Personal information
- Nationality: Australian
- Born: 24 February 2000 (age 26)

Sport
- Sport: Track and Field
- Event: Sprint

Achievements and titles
- Personal best(s): 60m: 7.24 (2025) 100m: 11.26 (2025) 200m: 22.81 (2025)

Medal record
Women's athletics
Representing Australia
Oceania Championships
| Gold medal – first place | 2019 Townsville | 4x100m relay |
Summer World University Games
| Gold medal – first place | 2025 Bochum | 4x100m relay |

= Kristie Edwards =

Australian sprinter (born 2000)

Kristie Edwards (born 24 February 2000) is an Australian sprinter.

==Early life==
She attended Newport Public School and from 2017, Pymble Ladies' College in New South Wales. On leaving school, she studied at the University of Technology Sydney.

==Career==
She started running for the Newport Nippers in New South Wales. Edwards gained her first experience at international championships in 2018, when she finished seventh with the Australian 4 × 100 m relay team at the 2018 World Athletics U20 Championships in Tampere, setting a new Australian junior record.

She won gold in the 4 × 100 m relay at the 2019 Oceania Athletics Championships in Townsville in 44.47 seconds, along with Nana Owusu-Afriyie, Riley Day, and Celeste Mucci. She competed for Australia at the 2019 IAAF World Relays and was named in the squad for the 2019 World Athletics Championships in Doha.

In 2020, she moved from Sydney, to be based in Queensland.

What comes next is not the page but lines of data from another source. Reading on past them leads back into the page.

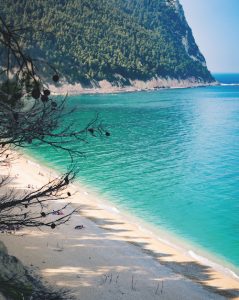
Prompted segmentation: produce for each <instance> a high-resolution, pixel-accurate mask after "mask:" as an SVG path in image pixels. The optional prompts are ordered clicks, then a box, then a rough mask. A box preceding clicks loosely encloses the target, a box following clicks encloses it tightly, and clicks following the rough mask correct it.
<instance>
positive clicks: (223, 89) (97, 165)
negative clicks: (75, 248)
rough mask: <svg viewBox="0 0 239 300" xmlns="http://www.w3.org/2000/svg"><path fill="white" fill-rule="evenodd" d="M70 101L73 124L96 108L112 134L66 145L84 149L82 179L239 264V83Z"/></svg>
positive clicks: (56, 166) (177, 231)
mask: <svg viewBox="0 0 239 300" xmlns="http://www.w3.org/2000/svg"><path fill="white" fill-rule="evenodd" d="M218 78H219V77H218ZM68 107H76V112H75V113H74V114H73V115H72V116H71V117H69V118H66V119H65V120H64V122H65V123H67V122H70V121H73V122H74V126H75V129H79V128H82V126H83V124H86V123H87V122H88V121H90V120H91V119H92V118H93V117H94V116H95V114H96V113H99V114H100V118H101V119H102V120H103V123H104V125H105V126H106V127H107V128H108V129H109V130H110V132H111V137H110V138H103V139H97V138H93V137H91V138H89V143H88V144H85V145H84V144H82V143H80V142H74V143H73V144H72V145H71V147H72V148H74V149H81V150H83V151H85V153H86V157H85V158H83V157H78V158H77V165H78V166H79V167H80V173H79V179H80V180H83V181H84V182H85V183H88V184H90V185H91V186H93V187H95V188H97V190H98V191H99V192H100V193H101V194H102V195H103V196H106V197H107V198H108V199H111V201H112V202H113V203H114V204H116V205H117V206H118V207H122V208H124V209H127V210H128V211H130V212H131V213H133V214H134V215H136V216H138V217H140V218H143V219H144V220H145V221H147V222H149V223H150V224H152V225H154V226H157V227H159V228H163V229H167V230H169V231H171V232H172V233H174V234H176V235H178V236H179V237H183V238H184V239H186V240H188V241H191V242H192V243H194V244H195V245H198V246H199V247H202V248H204V249H206V250H208V251H210V252H211V253H214V254H215V255H217V256H218V257H221V258H223V259H225V260H226V261H228V262H230V263H232V264H233V265H234V266H235V267H239V218H238V217H239V86H217V87H206V88H193V89H169V90H159V91H152V92H137V93H122V94H116V95H113V94H110V95H82V96H74V97H69V99H68ZM32 153H33V154H34V155H35V156H37V157H38V158H41V159H43V160H45V161H47V162H48V163H51V164H52V165H53V166H55V167H56V168H57V169H60V170H63V169H64V166H65V165H66V163H67V162H69V160H68V158H67V156H66V153H64V152H61V151H59V152H56V151H55V150H53V149H50V148H48V147H46V146H42V147H40V148H38V149H35V150H34V151H32Z"/></svg>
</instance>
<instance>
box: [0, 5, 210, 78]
mask: <svg viewBox="0 0 239 300" xmlns="http://www.w3.org/2000/svg"><path fill="white" fill-rule="evenodd" d="M0 14H1V15H2V16H3V17H4V19H5V20H6V21H7V22H8V23H11V24H14V26H17V27H20V28H29V29H27V30H26V31H25V32H22V34H23V35H24V39H25V40H26V47H27V48H28V50H29V52H30V53H31V55H33V56H35V57H38V58H44V59H46V60H47V61H49V62H51V63H52V64H54V65H55V66H56V67H57V68H58V69H59V70H60V71H61V72H62V73H64V76H66V78H67V80H68V81H70V82H83V83H84V82H85V83H87V82H89V81H91V80H92V79H95V80H102V79H108V80H110V81H114V80H115V79H116V78H119V77H118V75H121V76H122V77H124V78H125V79H126V80H125V83H127V79H143V80H146V79H150V78H152V77H154V76H162V77H167V76H168V77H171V78H180V79H187V78H190V77H195V78H196V79H197V80H198V81H202V82H204V81H205V82H206V81H209V82H210V81H213V78H212V76H211V74H210V72H209V71H208V70H207V67H206V64H205V60H204V58H203V56H202V54H201V53H200V51H199V49H198V47H197V45H196V44H195V41H194V38H193V35H192V32H191V29H190V28H189V26H188V24H187V22H186V20H185V17H184V14H183V10H182V7H181V6H180V4H179V2H178V0H101V1H99V0H71V1H67V0H49V1H41V0H21V1H15V0H8V1H1V2H0ZM117 74H118V75H117ZM123 81H124V80H123Z"/></svg>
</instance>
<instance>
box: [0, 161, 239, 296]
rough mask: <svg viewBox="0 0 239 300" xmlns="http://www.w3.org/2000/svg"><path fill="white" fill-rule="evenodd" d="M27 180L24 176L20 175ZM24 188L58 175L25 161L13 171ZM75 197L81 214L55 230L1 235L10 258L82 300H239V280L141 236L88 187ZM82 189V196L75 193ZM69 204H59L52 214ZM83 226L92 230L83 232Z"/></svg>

She is a member of Noosa athletics club.

She was part of the Australian squad selected to compete in the 4 × 100 m sprint relay at the 2023 World Athletics Championships in Budapest.

At the 2024 London Athletics Meet in July 2024, she was part of the Australian 4x100 metres team alongside Torrie Lewis, Ella Connolly and Bree Masters that set a new Australian and Oceania record of 42.48 seconds. She participated in the relay at the 2024 Summer Olympics in Paris, as they finished fifth in their heat in 42.75 seconds.

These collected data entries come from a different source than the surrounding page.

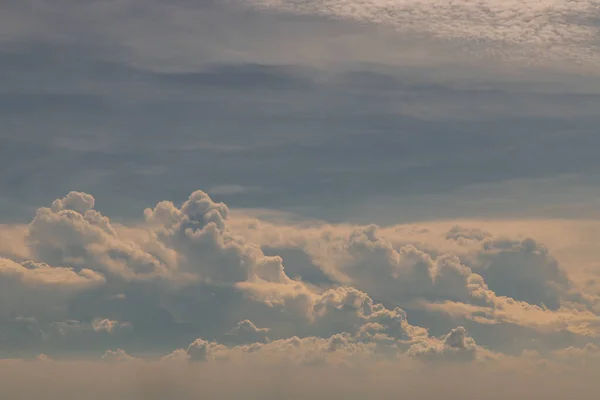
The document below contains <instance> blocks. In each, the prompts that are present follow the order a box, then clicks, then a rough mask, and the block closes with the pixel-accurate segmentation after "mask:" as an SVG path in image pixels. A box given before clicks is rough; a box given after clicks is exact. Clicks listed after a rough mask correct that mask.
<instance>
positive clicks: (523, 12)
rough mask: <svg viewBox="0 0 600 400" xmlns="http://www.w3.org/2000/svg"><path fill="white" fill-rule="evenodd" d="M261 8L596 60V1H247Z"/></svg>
mask: <svg viewBox="0 0 600 400" xmlns="http://www.w3.org/2000/svg"><path fill="white" fill-rule="evenodd" d="M247 3H248V4H252V5H255V6H259V7H261V8H266V9H273V10H279V11H284V12H292V13H298V14H308V15H324V16H330V17H333V18H342V19H349V20H356V21H362V22H370V23H376V24H388V25H392V26H394V27H395V28H396V29H398V30H399V31H401V32H403V33H406V34H414V35H415V36H417V37H418V36H419V35H426V36H429V37H432V38H435V39H439V40H444V41H453V40H454V41H459V42H462V43H463V44H466V45H467V47H468V48H470V50H471V52H473V53H478V54H479V55H482V56H485V55H487V56H492V57H499V58H513V59H518V58H521V59H522V60H525V59H527V58H528V57H530V59H529V60H528V63H529V64H536V63H540V64H542V65H543V64H547V63H548V61H550V60H553V59H554V60H563V61H564V60H565V59H568V60H571V61H573V62H577V63H584V64H588V65H589V66H593V65H598V64H597V63H598V61H599V59H598V57H597V55H596V54H595V53H597V50H598V43H597V40H596V38H597V35H598V27H597V26H596V25H595V24H594V23H593V22H590V21H593V20H594V19H595V18H597V7H596V3H595V2H594V1H591V0H577V1H563V0H548V1H534V0H528V1H500V0H485V1H474V0H463V1H459V2H452V3H449V2H446V1H422V0H407V1H400V2H398V1H353V0H327V1H297V0H248V1H247Z"/></svg>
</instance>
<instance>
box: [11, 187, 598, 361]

She finished runner-up to Jessica Milat in the 200 metres race at the 2025 Australian Athletics Championships on 13 April 2025, running a personal best time of 22.81 seconds. She competed at the 2025 World Athletics Relays in China in the Women's 4 × 100 metres relay in May 2025. She was selected for the 2025 Summer World University Games in Germany, winning the gold medal in the women's 4 x 100 metres relay.

In September 2025, she competed in the 200 metres at the 2025 World Championships in Tokyo, Japan. She also ran in the women's 4 x 100 metres relay at the championships.